Despite some valiant attempts at clamping the thing to stop it from turning, no luck. As it is at the back, there was little we could do. It meant removing the second coupling rod ... and the third … and the fourth!

All of the others behaved impeccably. But in order to stop the errant one from turning, David had to weld a bar onto its backside. Then it could be held and the nut could be turned on its thread. Then, of course, David had to grind off the weld to make good the back.

The method of securing these things is quite an art. The grub screw C is supposed to prevent the bush from turning. A small projection B is supposed to fit into a hole and thereby lock the back ring against the main pin. Finally, a lug A on the bolt slots into the back plate to prevent the bolt from turning. Which failed in our case? B did not do its job. In fact, I think its diameter was too large for it to fit into its hole! It did look the worse for wear, so I drilled it out.

Bruce said that he can make a new one that fits. So, pretty much all day there was Gil, Bruce, David, John T and I heaving rods around.

John T’s first job was as Apprentice Measurer. He was recording all of the dimensions for manufacturing new bushes … apart from the one that was too large for his measuring stick.

John G was involved at times, mainly as gopher. But while nobody was looking, he removed the vacuum gauge from within the cab, as all three gauges are to be calibrated on Friday.

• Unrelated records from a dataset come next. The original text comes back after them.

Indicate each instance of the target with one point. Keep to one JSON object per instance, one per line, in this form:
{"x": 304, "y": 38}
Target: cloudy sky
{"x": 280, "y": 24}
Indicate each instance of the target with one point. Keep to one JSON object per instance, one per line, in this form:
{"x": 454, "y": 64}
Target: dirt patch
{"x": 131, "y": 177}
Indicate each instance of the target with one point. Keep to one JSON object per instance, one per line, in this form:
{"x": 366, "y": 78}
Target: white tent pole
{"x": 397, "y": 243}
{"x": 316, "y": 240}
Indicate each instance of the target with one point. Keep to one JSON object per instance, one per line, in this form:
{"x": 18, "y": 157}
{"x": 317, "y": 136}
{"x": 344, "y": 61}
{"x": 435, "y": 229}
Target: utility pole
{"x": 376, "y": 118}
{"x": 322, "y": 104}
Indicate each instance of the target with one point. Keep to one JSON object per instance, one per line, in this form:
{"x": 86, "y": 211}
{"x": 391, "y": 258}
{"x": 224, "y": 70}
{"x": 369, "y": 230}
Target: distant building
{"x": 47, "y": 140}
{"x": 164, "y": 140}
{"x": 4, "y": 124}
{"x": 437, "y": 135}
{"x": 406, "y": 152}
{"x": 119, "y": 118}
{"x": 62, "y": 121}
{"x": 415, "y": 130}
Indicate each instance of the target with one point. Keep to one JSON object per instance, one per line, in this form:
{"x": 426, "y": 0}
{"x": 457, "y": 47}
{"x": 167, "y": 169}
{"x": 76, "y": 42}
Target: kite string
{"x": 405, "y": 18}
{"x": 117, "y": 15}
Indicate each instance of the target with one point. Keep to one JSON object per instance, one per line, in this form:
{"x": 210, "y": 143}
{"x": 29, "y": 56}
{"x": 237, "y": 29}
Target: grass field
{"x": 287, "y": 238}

During the week, there was an order for a Midland Railway boot scraper, so I did the needle-gunning first thing, and then John G finished it off by wire-brushing and then blacking its bottom. Having got all of the equipment out, I decided to do an LNWR chair as well. At the end of the day, I just had time to paint the lettering on an LMS chair that is also ordered.

Once the rods were (all) off, we could see another problem. The front coupling rod has been rubbing against the wheel boss.

There is an outer wear pattern (A) that also shows signs of rust on the leading section. Then there is a recess (B) in the wheel boss. This has not been worn away by the rod; it must have been there right from when we first fitted the rods. We need to seek advice about this - what is it for and what do we do about it?

Saturday 20th
Much measuring in the shed.

John, Gil and David are all applying their measuring sticks to almost everything. Necessary, of course, for getting the new bushes made to the correct sizes. Bruce was doing his measuring behind the camera.

Gil sought advice, and we now know what to do about the machined recess in the wheel boss. No idea why it is there, though.

Ah the sweet smell of hydraulic fluid!

It took a while to find suitable lumps of metal to fit the bush diameter. It was a squeeze getting the trolley down between Dinmore’s tender and the side of the shed. However, once we’d positioned everything, pushing the bush out went like a dream.

Then we had to turn the rod around to press out the other bush … but not enough room to turn, jammed as we were twixt tender and wall. So, we decided to move the tender along and make more room.

Behind the tender was a beautiful lamp post under restoration. This had to move first!

It was all hands to the post, as it was rather heavy - especially at the end that was full of concrete! We managed to move it along, and in doing so freed up a trolley.

Rob and I put our backs into getting the tender rolling (after finding out that putting your back up against 2807’s buffer beam was a tad painful due to the overhang of the front running board). Someone was manning a pinch-bar, too. When Bruce yelled out to stop, we pointed out that Rob & I had no brakes!